Si vraiment, ce que l’on connaît mieux, fait moins peur, alors les Français devraient se rapprocher un peu plus de l’économie, car un sondage Kantar Public/Banque de France démontre que 56 % des Français s’intéressent maintenant aux questions économiques. C’est une augmentation de quatre points de plus en un an.

On ne peut pas encore parler de passion, mais c’est une nette progression. Cela concerne surtout un intérêt grandissant principalement, axé sur la situation de l’emploi et les déficits publics, qui sont leurs principales préoccupations.

Alors, qu’un Français sur deux, se dit donc intéressé par les questions économiques, l’étude va plus loin, et explique qu’un Français sur cinq se déclare même s’y intéresser « beaucoup ». Cependant, cet intérêt est très inégalement réparti parmi la population.
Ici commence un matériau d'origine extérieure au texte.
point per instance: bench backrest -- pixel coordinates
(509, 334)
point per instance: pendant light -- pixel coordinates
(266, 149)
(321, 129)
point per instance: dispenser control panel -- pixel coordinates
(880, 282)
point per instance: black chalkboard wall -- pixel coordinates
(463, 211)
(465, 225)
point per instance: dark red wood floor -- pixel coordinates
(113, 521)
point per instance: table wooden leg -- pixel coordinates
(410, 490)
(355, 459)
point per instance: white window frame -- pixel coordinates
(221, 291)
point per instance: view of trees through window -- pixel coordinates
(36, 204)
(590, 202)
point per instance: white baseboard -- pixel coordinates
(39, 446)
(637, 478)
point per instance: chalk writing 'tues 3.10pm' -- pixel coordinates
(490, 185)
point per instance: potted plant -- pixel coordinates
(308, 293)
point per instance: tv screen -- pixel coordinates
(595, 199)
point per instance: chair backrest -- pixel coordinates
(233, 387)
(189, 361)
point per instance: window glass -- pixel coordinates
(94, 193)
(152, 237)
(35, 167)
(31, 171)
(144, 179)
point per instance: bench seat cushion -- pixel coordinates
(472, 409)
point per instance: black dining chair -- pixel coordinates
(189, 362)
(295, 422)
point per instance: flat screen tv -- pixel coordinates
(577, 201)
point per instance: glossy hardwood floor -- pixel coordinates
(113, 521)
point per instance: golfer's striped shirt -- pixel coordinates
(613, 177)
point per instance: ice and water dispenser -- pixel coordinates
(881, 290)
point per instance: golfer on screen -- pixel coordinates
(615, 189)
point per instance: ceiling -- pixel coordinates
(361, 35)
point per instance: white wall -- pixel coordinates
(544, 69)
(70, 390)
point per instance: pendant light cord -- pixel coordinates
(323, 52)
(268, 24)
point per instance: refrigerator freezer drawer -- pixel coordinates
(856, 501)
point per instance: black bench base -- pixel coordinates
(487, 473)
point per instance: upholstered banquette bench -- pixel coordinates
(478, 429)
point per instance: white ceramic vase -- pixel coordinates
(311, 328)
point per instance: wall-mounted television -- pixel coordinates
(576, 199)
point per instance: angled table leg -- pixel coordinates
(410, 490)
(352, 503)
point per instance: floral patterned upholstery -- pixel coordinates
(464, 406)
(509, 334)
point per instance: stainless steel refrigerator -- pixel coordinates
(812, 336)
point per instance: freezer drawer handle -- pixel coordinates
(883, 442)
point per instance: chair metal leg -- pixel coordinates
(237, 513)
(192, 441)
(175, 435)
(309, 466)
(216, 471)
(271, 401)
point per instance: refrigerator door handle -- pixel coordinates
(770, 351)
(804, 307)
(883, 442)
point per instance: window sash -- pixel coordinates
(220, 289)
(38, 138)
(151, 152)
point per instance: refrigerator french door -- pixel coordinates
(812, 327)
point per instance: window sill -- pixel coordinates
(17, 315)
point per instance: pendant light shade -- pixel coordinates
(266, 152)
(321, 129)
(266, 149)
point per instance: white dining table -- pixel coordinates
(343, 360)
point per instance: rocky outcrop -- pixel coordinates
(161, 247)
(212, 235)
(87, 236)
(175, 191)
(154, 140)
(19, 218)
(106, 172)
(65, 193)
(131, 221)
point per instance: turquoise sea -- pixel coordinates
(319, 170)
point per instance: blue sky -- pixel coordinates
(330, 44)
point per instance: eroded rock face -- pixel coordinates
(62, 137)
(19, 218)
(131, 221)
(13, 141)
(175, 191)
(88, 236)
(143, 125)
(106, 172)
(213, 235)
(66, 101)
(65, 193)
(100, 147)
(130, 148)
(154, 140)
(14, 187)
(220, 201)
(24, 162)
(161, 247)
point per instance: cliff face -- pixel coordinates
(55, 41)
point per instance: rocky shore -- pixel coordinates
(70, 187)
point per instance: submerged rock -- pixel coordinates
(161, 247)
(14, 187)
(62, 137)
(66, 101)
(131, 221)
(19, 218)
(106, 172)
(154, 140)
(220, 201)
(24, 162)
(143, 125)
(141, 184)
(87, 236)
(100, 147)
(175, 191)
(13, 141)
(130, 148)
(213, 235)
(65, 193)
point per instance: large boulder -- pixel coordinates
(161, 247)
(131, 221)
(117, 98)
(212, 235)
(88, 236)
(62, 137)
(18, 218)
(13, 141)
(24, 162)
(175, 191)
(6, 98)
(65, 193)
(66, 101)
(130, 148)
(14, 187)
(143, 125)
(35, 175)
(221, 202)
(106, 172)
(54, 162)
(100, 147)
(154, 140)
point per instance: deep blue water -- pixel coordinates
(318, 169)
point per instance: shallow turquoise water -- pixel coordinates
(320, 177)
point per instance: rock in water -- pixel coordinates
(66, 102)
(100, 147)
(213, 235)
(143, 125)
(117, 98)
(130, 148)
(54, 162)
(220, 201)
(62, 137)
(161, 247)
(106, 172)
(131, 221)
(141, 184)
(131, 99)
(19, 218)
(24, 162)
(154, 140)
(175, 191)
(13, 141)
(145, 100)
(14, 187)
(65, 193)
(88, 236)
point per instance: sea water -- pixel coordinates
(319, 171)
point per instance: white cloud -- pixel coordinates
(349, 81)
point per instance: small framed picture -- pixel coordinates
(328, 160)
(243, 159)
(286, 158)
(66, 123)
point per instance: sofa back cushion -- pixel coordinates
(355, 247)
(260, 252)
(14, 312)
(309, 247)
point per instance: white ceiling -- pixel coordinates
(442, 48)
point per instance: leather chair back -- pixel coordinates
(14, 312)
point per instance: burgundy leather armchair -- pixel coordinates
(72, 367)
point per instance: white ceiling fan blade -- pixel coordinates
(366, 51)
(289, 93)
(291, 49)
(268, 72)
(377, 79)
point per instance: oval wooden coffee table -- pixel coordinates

En détaillant un peu plus, on s’aperçoit que si l’on est un homme de plus de 50 ans, diplômé du supérieur, on a plus de chance de suivre plus les questions économiques. Par contre, les catégories socioprofessionnelles comme les employés et les ouvriers, se déclarent peu ou pas intéressés.

Tout ceci démontre, que la complexité apparente du sujet l’emporte sur le fait qu’ils sont pourtant les premiers concernés, et qu’ils devraient se tenir au courant des décisions économiques qui sont prises notamment au niveau gouvernemental.

Parmi ceux qui s’intéressent peu ou prou par l’économie, 36 % d’entre eux sont sensibles en premier lieu à l’emploi, et la situation des finances publiques. Ensuite, c’est la protection sociale et l’inflation qui sont les sujets prioritaires pour respectivement 29 % et 26 %. Les autres sujets abordés sont, l’impact de la mondialisation et celui de la robotisation, qui intéressent particulièrement les diplômés et les CSP+.

Cet intérêt grandissant pour l’économie, permet de réduire certains mythes et idée reçues qui perdurent. Par exemple, concernant l’évolution des prix, la proportion des Français qui la surestiment, a baissé de 4 points en un an pour se situer à 24 %, et 30 % évaluent correctement l’évolution des prix.

Pour en revenir au principe de mieux connaître les choses pour en avoir moins peur, il y a peut-être une relation avec une vision moins pessimiste sur la situation économique. Certes, ils ne sont encore que 26 % à penser que les choses vont s’améliorer, mais cette proportion a doublé en un an. C’est une tendance importante, car à l’instar du moral d’un malade, on connaît l’impact d’une vision positive d’une situation économique pour son amélioration.

C’est aussi un pas de plus, en la matière pour ne pas confondre lucidité et pessimisme. La peur n’évite pas le danger, le courage non plus, mais la connaissance peut en réduire les conséquences.